Data providers will each have their own specific standards and procedures that you must follow in order to legally use the data they provide. For example, many data providers license their data to be mined for research purposes only and either prohibit or require special negotiation for data mining with potential commercial applications.
If you have any questions about licensing conditions or negotiating permission for potential commercial applications of data mining with data providers, please contact firstname.lastname@example.org.
The large datasets used in text and data mining are often sourced from pre-existing research outputs, original creative works, or proprietary data owned by commercial enterprises. This means that performing data and text mining may require you to access, copy and process material that is protected by copyright.
If you have any questions or need guidance on complying with copyright during data mining activities, please contact the Library’s Copyright Services team.
Text and data mining sometimes involves the collation and linkage of separate datasets; you should take care to seek appropriate ethics approvals and conduct privacy impact assessments before commencing.
Even if all the original datasets contain de-identified data, data linkage and data mining can sometimes have the unforeseen consequence of enabling re-identification of de-identified data.
Even if the licence permits it, some approaches to text and data mining are considered poor etiquette due to the inconvenience they can cause to data providers.

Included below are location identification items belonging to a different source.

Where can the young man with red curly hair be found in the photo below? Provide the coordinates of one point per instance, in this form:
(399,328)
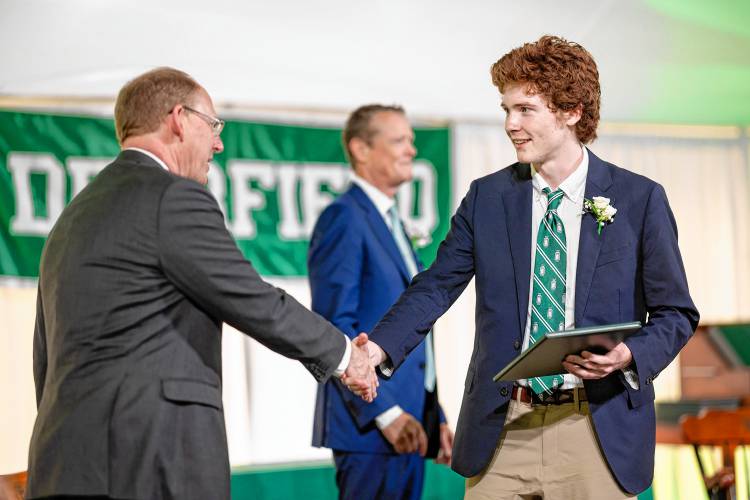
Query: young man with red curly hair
(547,252)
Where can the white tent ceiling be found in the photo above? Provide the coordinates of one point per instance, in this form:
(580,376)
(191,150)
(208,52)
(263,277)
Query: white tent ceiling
(667,61)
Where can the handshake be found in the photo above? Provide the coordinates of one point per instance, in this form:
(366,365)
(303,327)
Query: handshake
(360,377)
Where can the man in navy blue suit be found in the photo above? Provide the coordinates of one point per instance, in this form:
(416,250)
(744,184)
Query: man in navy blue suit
(360,261)
(545,259)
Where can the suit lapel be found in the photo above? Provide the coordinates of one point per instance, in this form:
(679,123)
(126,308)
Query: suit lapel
(598,181)
(517,203)
(380,230)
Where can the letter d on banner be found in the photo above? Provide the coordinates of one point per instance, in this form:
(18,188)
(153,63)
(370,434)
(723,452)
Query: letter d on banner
(22,166)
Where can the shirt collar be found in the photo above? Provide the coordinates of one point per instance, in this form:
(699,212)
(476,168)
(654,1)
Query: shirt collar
(150,155)
(573,186)
(381,200)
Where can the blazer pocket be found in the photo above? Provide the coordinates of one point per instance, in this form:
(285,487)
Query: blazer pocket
(191,392)
(607,256)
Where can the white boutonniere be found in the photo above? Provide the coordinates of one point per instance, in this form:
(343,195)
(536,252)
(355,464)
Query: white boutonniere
(419,237)
(603,212)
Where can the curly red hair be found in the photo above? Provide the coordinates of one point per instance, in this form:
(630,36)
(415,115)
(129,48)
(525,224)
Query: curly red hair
(561,71)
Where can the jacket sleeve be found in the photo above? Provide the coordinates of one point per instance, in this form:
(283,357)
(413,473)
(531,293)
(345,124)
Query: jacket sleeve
(432,291)
(200,257)
(672,316)
(335,267)
(40,348)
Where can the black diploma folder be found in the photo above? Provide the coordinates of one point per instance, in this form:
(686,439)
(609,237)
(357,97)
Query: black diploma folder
(546,356)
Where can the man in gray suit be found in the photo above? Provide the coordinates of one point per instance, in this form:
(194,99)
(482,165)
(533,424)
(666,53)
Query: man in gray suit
(135,280)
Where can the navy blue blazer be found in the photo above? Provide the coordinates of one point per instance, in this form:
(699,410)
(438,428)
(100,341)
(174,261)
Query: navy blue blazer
(356,273)
(632,271)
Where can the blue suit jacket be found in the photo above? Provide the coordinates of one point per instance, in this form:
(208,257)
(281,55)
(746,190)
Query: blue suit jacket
(632,271)
(356,273)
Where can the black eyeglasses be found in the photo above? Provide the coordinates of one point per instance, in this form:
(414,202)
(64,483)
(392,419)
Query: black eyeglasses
(216,124)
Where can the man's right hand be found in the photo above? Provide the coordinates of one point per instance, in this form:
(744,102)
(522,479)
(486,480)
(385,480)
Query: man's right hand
(406,435)
(360,376)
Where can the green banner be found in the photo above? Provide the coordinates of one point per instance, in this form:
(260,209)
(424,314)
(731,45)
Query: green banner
(272,181)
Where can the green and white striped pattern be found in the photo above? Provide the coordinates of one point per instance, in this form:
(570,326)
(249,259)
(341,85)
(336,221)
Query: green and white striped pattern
(548,297)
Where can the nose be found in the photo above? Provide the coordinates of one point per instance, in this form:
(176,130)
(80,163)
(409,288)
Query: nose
(218,145)
(511,122)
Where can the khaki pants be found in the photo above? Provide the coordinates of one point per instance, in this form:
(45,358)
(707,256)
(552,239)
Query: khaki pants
(548,452)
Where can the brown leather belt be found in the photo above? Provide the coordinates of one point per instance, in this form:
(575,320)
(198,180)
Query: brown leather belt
(559,397)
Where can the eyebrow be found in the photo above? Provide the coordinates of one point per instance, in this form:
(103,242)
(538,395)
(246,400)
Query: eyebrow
(526,104)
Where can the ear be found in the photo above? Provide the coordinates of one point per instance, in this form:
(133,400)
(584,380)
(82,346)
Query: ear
(574,115)
(176,122)
(359,150)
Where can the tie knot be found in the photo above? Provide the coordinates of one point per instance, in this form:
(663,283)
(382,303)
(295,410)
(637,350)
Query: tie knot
(553,198)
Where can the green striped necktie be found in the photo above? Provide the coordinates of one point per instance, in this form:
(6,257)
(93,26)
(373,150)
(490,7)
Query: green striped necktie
(548,297)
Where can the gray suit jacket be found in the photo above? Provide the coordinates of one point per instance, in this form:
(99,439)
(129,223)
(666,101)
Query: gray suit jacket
(135,280)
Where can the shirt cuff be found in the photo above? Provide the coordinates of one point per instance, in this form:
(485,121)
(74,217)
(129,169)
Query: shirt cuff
(631,377)
(388,416)
(386,367)
(344,360)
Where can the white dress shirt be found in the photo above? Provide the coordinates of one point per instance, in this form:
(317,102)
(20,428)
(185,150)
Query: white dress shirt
(382,203)
(570,211)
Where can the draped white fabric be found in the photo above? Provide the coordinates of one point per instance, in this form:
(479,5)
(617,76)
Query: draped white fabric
(269,400)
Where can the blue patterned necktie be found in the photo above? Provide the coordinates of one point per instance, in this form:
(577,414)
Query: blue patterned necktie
(548,297)
(405,249)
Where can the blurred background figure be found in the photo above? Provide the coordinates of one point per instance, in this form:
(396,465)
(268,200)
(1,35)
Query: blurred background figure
(360,261)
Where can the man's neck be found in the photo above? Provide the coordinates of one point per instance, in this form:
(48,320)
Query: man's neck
(555,171)
(155,147)
(389,191)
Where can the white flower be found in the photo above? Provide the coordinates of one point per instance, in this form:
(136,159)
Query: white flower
(419,237)
(600,202)
(602,211)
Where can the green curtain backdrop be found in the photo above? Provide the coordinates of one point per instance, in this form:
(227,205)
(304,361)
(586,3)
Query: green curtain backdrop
(271,181)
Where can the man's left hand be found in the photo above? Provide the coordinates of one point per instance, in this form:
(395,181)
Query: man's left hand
(446,445)
(360,376)
(594,366)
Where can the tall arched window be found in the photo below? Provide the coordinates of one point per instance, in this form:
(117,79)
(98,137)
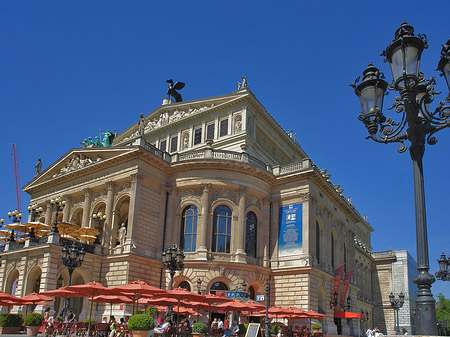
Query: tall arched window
(218,288)
(250,234)
(188,235)
(317,242)
(332,250)
(221,229)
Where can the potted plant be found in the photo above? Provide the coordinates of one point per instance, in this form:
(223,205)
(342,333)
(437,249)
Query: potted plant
(199,329)
(10,323)
(33,322)
(316,327)
(140,324)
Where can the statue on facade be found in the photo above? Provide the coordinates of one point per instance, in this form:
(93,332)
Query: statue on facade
(172,90)
(122,234)
(38,167)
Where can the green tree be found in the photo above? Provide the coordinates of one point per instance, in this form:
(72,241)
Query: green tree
(443,315)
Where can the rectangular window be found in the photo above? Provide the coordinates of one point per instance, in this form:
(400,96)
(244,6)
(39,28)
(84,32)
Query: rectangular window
(174,144)
(210,131)
(198,136)
(223,127)
(162,145)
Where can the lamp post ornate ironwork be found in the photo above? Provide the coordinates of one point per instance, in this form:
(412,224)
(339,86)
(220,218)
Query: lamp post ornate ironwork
(173,259)
(100,217)
(397,304)
(72,257)
(443,274)
(421,123)
(58,204)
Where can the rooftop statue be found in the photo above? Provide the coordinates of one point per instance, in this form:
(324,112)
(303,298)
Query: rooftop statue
(107,140)
(172,90)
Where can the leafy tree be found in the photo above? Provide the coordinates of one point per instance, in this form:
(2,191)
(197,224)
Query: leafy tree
(443,315)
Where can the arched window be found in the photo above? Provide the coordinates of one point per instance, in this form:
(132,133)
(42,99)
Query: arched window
(188,235)
(250,234)
(218,288)
(317,242)
(221,230)
(332,250)
(185,285)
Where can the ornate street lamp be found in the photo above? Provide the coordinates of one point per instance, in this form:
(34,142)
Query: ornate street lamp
(72,257)
(416,94)
(100,217)
(16,217)
(199,286)
(58,204)
(397,304)
(173,258)
(443,274)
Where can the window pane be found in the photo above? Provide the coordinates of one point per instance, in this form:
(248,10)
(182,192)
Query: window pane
(197,136)
(210,131)
(223,127)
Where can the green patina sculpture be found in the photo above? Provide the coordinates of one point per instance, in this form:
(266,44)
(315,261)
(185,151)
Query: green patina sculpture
(107,140)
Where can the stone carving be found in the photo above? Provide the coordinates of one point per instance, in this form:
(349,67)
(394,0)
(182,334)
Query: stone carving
(76,162)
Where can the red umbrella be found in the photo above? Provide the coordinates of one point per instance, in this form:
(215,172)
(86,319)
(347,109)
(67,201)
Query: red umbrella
(112,299)
(136,289)
(90,289)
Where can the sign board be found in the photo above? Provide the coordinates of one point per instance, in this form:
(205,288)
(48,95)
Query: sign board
(290,230)
(254,330)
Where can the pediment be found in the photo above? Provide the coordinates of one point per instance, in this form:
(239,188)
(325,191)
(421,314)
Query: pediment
(78,161)
(170,114)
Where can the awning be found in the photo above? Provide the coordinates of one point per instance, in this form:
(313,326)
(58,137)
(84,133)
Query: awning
(347,314)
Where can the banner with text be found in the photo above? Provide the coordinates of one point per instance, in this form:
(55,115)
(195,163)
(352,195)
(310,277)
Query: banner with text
(290,230)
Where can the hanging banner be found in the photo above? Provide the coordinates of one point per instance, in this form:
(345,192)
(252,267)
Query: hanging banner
(338,273)
(290,230)
(347,278)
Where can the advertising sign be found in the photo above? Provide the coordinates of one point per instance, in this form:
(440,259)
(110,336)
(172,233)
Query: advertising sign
(290,230)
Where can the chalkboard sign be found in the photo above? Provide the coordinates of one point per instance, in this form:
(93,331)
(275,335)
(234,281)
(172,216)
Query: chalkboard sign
(254,330)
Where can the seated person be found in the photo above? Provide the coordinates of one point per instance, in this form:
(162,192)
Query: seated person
(162,329)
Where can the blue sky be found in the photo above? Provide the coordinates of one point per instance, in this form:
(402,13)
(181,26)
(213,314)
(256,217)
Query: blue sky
(70,68)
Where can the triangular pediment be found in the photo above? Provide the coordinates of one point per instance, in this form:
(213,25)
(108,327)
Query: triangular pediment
(170,114)
(78,161)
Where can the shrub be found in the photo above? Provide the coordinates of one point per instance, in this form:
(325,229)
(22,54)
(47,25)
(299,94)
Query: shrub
(316,326)
(243,328)
(11,319)
(141,322)
(199,327)
(274,328)
(33,319)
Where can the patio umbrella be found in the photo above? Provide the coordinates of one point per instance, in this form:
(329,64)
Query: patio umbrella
(184,294)
(136,289)
(90,289)
(112,299)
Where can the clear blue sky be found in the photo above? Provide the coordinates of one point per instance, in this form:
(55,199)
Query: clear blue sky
(70,68)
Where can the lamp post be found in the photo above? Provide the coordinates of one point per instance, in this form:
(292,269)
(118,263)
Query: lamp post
(396,304)
(14,216)
(58,204)
(100,217)
(266,325)
(72,257)
(443,274)
(199,286)
(416,93)
(173,258)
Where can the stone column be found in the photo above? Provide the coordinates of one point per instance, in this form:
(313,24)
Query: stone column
(133,212)
(67,208)
(240,255)
(108,226)
(86,208)
(202,230)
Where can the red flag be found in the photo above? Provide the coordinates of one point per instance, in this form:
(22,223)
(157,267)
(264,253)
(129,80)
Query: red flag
(347,278)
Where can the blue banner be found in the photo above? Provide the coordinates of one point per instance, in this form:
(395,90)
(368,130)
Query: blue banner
(290,230)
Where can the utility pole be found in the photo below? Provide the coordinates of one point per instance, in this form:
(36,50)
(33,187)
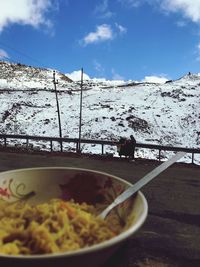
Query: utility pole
(58,110)
(80,116)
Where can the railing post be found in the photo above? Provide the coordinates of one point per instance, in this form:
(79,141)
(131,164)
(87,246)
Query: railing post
(27,143)
(192,158)
(5,144)
(159,155)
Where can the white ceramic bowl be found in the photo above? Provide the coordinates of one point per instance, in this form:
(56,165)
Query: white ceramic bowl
(37,185)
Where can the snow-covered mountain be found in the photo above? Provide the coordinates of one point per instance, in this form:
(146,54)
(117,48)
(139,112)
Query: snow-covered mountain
(164,114)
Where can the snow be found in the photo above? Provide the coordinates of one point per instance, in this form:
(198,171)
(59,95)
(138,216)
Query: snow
(161,114)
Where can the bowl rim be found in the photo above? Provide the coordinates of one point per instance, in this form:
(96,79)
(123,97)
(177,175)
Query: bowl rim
(94,248)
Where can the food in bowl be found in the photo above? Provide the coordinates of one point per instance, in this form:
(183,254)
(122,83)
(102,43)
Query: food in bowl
(93,190)
(54,226)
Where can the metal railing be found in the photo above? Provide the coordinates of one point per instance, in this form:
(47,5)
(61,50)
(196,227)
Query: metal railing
(103,143)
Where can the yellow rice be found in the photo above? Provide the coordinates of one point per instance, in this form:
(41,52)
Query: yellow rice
(55,226)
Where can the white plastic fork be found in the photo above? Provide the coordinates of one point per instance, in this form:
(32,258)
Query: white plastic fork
(142,182)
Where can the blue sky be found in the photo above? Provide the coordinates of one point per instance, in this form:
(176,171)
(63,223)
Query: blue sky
(114,39)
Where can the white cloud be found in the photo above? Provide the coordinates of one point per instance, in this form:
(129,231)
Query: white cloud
(25,12)
(131,3)
(189,8)
(197,52)
(102,10)
(76,75)
(103,33)
(3,54)
(121,28)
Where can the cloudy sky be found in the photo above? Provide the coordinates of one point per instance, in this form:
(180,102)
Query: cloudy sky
(114,39)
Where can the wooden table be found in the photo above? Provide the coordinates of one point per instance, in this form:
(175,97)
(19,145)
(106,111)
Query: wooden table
(170,237)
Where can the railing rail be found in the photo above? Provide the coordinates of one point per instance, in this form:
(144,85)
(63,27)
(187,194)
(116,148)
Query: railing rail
(160,148)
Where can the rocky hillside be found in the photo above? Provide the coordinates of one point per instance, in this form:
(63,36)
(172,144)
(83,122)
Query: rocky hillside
(167,114)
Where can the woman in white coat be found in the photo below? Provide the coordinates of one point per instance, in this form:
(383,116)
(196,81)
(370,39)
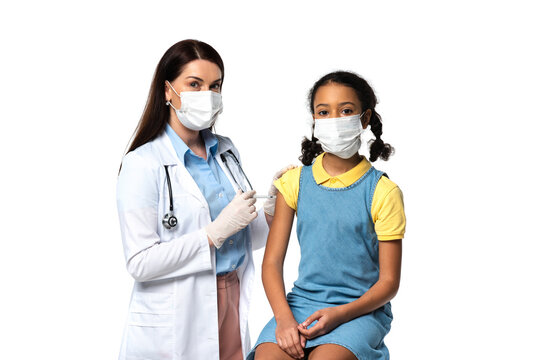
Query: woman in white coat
(187,219)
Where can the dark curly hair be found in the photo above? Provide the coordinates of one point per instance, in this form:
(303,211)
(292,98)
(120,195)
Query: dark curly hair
(310,149)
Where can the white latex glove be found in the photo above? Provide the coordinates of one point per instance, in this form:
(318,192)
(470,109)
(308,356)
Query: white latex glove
(234,217)
(269,205)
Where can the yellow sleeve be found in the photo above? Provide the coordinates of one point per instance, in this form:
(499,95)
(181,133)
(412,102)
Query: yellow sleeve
(388,210)
(288,186)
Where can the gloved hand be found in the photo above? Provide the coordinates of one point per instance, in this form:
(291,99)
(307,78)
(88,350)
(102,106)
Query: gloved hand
(269,205)
(234,217)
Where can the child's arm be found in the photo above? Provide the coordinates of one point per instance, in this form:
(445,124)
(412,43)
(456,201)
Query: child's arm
(286,333)
(379,294)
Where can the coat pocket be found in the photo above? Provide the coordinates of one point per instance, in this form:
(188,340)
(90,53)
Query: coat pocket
(150,328)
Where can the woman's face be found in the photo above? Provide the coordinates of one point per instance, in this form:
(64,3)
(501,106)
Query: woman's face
(198,75)
(335,100)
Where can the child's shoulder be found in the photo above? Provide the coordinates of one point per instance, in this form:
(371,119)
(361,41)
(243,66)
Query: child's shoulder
(386,186)
(293,174)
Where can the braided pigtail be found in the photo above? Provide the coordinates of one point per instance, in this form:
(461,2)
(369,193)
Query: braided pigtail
(377,147)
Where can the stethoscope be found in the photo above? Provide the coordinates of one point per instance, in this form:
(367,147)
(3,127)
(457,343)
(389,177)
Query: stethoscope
(169,220)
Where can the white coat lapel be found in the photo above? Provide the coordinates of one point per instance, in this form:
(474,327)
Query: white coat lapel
(169,157)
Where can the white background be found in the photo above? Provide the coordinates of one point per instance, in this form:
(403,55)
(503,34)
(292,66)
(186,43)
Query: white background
(457,83)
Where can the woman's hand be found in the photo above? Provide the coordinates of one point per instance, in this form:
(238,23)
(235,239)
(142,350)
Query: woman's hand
(289,338)
(328,319)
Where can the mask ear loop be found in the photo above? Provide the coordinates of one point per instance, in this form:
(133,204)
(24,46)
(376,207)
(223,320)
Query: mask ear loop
(168,103)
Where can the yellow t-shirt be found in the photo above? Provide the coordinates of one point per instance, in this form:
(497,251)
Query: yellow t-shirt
(387,208)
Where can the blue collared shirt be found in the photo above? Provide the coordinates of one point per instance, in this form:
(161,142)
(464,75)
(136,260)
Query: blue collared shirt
(217,191)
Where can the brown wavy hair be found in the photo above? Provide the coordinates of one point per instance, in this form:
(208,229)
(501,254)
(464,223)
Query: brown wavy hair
(156,113)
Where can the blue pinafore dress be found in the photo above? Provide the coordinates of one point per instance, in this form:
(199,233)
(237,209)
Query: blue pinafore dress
(339,263)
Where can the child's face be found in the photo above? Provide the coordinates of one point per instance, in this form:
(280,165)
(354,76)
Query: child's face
(335,100)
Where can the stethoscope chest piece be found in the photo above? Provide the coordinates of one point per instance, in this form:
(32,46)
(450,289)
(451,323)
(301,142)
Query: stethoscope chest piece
(169,220)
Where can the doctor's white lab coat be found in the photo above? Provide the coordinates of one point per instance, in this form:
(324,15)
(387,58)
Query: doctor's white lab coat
(173,307)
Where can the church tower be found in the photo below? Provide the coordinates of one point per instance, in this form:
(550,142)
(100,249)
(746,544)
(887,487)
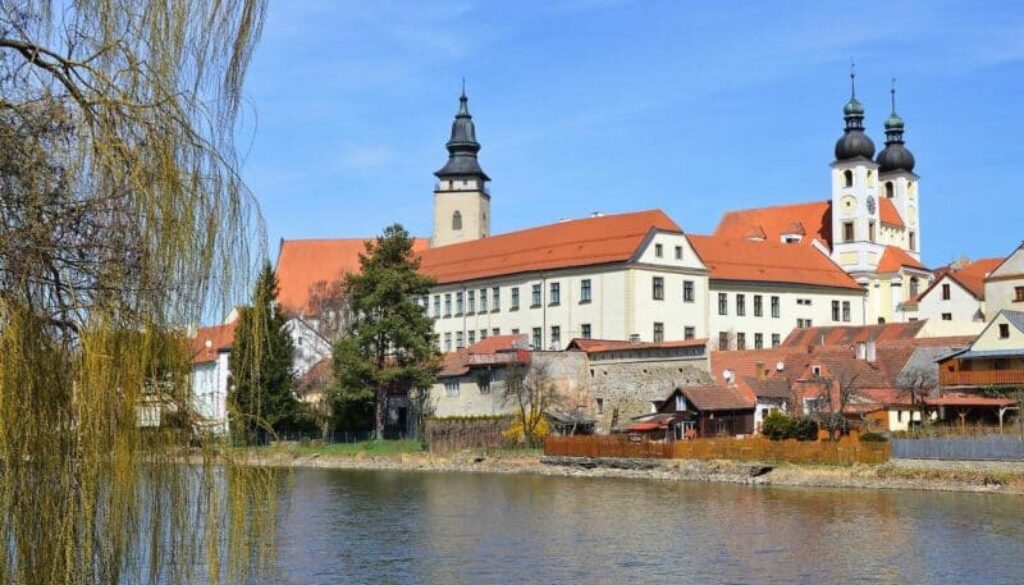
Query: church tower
(899,183)
(462,201)
(855,225)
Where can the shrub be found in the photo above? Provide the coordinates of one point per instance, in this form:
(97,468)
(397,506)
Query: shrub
(872,437)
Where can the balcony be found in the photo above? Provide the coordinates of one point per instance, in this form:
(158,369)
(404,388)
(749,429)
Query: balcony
(981,378)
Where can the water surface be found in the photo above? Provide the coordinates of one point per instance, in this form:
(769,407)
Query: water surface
(393,527)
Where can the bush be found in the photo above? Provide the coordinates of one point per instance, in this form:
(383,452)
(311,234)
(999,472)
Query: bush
(778,426)
(872,437)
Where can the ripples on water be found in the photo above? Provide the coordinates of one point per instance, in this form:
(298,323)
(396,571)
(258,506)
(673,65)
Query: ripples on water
(392,527)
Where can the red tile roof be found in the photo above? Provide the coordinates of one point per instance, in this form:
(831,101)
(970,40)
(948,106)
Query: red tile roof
(577,243)
(888,213)
(895,258)
(602,345)
(730,259)
(305,263)
(209,341)
(813,220)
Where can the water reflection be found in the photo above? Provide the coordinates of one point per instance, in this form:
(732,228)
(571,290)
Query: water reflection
(388,527)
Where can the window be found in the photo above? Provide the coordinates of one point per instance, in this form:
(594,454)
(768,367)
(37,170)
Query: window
(452,389)
(848,231)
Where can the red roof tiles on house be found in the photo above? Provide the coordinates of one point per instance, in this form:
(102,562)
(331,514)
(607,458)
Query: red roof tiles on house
(768,261)
(586,242)
(210,341)
(895,258)
(302,264)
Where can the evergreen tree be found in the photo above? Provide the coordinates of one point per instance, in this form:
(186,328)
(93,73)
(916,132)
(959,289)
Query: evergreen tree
(261,364)
(390,346)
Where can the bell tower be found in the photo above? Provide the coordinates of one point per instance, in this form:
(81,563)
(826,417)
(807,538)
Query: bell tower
(462,200)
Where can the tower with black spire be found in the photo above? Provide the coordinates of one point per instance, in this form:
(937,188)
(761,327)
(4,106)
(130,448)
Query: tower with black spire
(855,225)
(462,201)
(899,183)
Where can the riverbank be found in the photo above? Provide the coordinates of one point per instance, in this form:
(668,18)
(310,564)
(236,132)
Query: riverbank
(1001,479)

For example, bulk scraping of a data provider's website to extract information can place a significant burden on the data provider's servers. Similarly, when using an API to automate accessing and downloading content, you should ensure that you use rate limiting to control the number of requests you send to the data provider's servers over a given time period. Not rate-limiting your automated requests can cause slow response times or even down time for other users.
Best practice is to check the requirements of the data provider and comply with their preferences regarding data mining activities.